The sad truth is that the GQ masthead of the late-’70s era is something of a memorial wall: Many of the people whose names are on it were claimed by AIDS. But he has agreed, in this instance, to do so, because he feels it’s important to pay tribute to those figures who influenced him but aren’t around to speak for themselves. Or Old Town canoes.) Usually, he says, he is not keen on doing interviews about his past.
![gay men magazine cover gay men magazine cover](https://i.pinimg.com/736x/16/b7/26/16b7261c213cfcdefb39c1ae8ac25996--jonas-brothers-magazine-covers.jpg)

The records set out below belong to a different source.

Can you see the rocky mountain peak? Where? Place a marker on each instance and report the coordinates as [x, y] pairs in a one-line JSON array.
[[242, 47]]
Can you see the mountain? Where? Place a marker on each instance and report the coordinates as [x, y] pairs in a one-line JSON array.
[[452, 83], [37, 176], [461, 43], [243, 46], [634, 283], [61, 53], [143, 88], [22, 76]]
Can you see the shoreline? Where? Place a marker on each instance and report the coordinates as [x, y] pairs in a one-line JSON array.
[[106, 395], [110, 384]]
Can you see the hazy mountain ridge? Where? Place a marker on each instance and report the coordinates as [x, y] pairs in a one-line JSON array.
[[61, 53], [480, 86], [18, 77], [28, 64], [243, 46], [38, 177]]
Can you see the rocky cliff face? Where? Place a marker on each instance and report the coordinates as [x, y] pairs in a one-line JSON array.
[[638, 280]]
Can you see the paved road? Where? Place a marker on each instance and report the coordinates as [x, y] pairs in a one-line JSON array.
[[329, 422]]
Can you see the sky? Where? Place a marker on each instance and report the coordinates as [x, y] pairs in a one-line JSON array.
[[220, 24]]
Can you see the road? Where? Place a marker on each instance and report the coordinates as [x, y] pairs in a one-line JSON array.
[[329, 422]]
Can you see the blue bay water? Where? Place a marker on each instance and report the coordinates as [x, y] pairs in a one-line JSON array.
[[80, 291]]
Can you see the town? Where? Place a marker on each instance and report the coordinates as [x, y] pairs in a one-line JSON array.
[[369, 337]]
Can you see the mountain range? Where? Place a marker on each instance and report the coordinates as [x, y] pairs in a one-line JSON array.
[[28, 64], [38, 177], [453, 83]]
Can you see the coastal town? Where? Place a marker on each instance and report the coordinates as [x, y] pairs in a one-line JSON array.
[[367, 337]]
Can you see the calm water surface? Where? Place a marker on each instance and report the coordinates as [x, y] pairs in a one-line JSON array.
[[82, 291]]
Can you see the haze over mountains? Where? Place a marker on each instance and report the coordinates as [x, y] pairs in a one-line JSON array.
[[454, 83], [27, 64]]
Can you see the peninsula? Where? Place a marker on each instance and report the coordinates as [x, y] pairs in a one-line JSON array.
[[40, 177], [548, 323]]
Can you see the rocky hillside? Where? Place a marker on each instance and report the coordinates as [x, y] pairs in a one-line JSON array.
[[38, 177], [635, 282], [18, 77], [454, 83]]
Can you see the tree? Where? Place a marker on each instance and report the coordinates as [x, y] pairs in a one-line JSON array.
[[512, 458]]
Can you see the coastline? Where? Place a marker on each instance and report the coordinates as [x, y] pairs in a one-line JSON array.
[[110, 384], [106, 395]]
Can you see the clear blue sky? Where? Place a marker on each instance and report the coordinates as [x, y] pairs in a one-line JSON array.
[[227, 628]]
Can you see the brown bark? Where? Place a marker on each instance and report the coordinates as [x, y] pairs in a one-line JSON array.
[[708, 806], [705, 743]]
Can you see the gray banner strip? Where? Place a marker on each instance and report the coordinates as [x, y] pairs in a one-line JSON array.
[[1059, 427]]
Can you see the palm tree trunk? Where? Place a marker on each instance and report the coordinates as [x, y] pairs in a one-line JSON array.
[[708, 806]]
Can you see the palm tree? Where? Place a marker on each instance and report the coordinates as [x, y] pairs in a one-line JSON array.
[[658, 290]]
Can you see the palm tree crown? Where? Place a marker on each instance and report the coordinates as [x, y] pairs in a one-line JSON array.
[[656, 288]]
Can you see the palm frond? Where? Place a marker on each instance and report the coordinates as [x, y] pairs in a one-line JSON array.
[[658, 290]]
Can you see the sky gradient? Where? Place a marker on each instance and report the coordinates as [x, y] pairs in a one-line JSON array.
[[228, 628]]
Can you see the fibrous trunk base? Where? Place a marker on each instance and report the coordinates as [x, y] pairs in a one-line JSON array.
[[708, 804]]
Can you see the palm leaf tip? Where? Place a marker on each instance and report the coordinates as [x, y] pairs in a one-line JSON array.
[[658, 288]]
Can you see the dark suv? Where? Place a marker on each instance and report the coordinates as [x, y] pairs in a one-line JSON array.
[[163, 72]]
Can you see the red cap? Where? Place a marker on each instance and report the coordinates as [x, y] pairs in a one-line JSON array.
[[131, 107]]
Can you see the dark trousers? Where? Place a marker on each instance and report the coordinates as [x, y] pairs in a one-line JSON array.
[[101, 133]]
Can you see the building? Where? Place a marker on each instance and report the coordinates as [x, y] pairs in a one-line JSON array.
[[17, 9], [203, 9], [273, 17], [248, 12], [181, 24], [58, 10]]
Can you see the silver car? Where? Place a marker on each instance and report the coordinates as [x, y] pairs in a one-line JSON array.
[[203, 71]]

Today, Bruce Weber is a brand, his style instantly recognizable, whether he is shooting towheaded Boy Scouts or erotic male nudes. If you’ve ever seen an Abercrombie & Fitch catalog, a Calvin Klein billboard, or a pack of dewy collegians convened on a green in a Ralph Lauren foldout ad… well, here is where all that began. With the guidance and backing of the art department’s Coulianos and Sterzin, Weber and his ilk effectively buffed up and defunkified the American man, trimming off his sideburns, placing him in more salubrious settings, cultivating his handsomeness, ridding him of any and all vestigial ’60s stink and grit. You can witness the American-male self-image changing, the trends of the ’80s and ’90s (and beyond) in inchoate form. Flip through the back issues of GQ as the years progress from ’75 to ’80 and you can see it all happening: the hair getting shorter, the bodies more defined, the vignettes more lyrical. The foremost practitioners of this new style were Barry McKinley, Rico Puhlmann, and a third photographer who started out as the least heralded of the bunch but ultimately emerged as the most influential: Bruce Weber. What was this shift? Put simply, it was a new style of fashion photography that, in one fell swoop, streamlined and modernized the American man.
![gay men magazine cover gay men magazine cover](https://images-na.ssl-images-amazon.com/images/I/818qISndo6L.jpg)
Gay men magazine cover upgrade#
But Lauren’s comments speak to a seismic shift that took place in GQ’s pages in the latter half of the decade, a quantum aesthetic upgrade that profoundly impacted not only his business but the whole of men’s fashion. The ’70s being the ’70s, the magazine was by no means immune to period folly-the March 1976 cover, for example, trumpeted a newfangled garment called the “One-Suit,” a belted coverall one-piece that made the model wearing it look like the world’s nattiest airplane mechanic. Lauren’s wide-screen-Americana vision was decidedly unswish, as was the designer himself, but in GQ he found a publication simpatico with his desire to make men more attractive-to liberate them from the sack-suit orthodoxy that predominated on one end of the sartorial spectrum and the polyester ghastliness that predominated on the other. It was the only book at the time that had a statement, and therefore it became a leader,” says Ralph Lauren. “ GQ made a strong statement about menswear. But the gay sensibility was unmistakable: the recurrence of the word rugged in headlines the prescient interest in minimalist home decor the “Every Night Fever” disco-stomp pictorial from 1978, with models in Capezios dancing in a parking lot illuminated by the headlights of Lincoln limos.
![gay men magazine cover gay men magazine cover](https://pocketmagscovers.imgix.net/fs-international-magazine-fs149-cover.jpg)
GQ was not explicitly a gay magazine, and its mandate, in fact, was to educate men of all persuasions about fashion and style. Jack Haber, the magazine’s editor-in-chief from 1969 to 1983, was a gay man, as were his two extraordinary art directors, Harry Coulianos, who served from 1971 to 1980, and Donald Sterzin, who started out as one of Coulianos’s deputies and eventually succeeded him, running the department until late 1983.
![gay men magazine cover gay men magazine cover](https://i.ebayimg.com/images/g/ZggAAOSwARheb-TW/s-l400.jpg)
(Only the gauche ever uttered the “54” part.) It was also, not to put too fine a point on it, a much gayer era of GQ. It was a time when the magazine had a smaller readership, measurable in the low six figures, and a smaller staff: a hedonistic, tight-knit group whose members socialized together after work, often in a pack, often at Studio. Sometimes, there would even be a woman in the shot. And in the foreground, gorgeous creatures in very small bathing suits, frolicking in the surf, water beading seductively on supple flesh. Can we get a seaplane? Indeed we can get a seaplane! So there would be a seaplane-an expensive prop int he background.
Gay men magazine cover skin#
Everyone’s hair had blond highlights everyone’s skin was fetchingly on t he cusp of a burn. Or if it wasn’t summer, it was at least an occasion to pack up and jet off to some summery locale, maybe Tahiti or Hawaii or t he Caribbean. It was always summer at GQ in the late 1970s.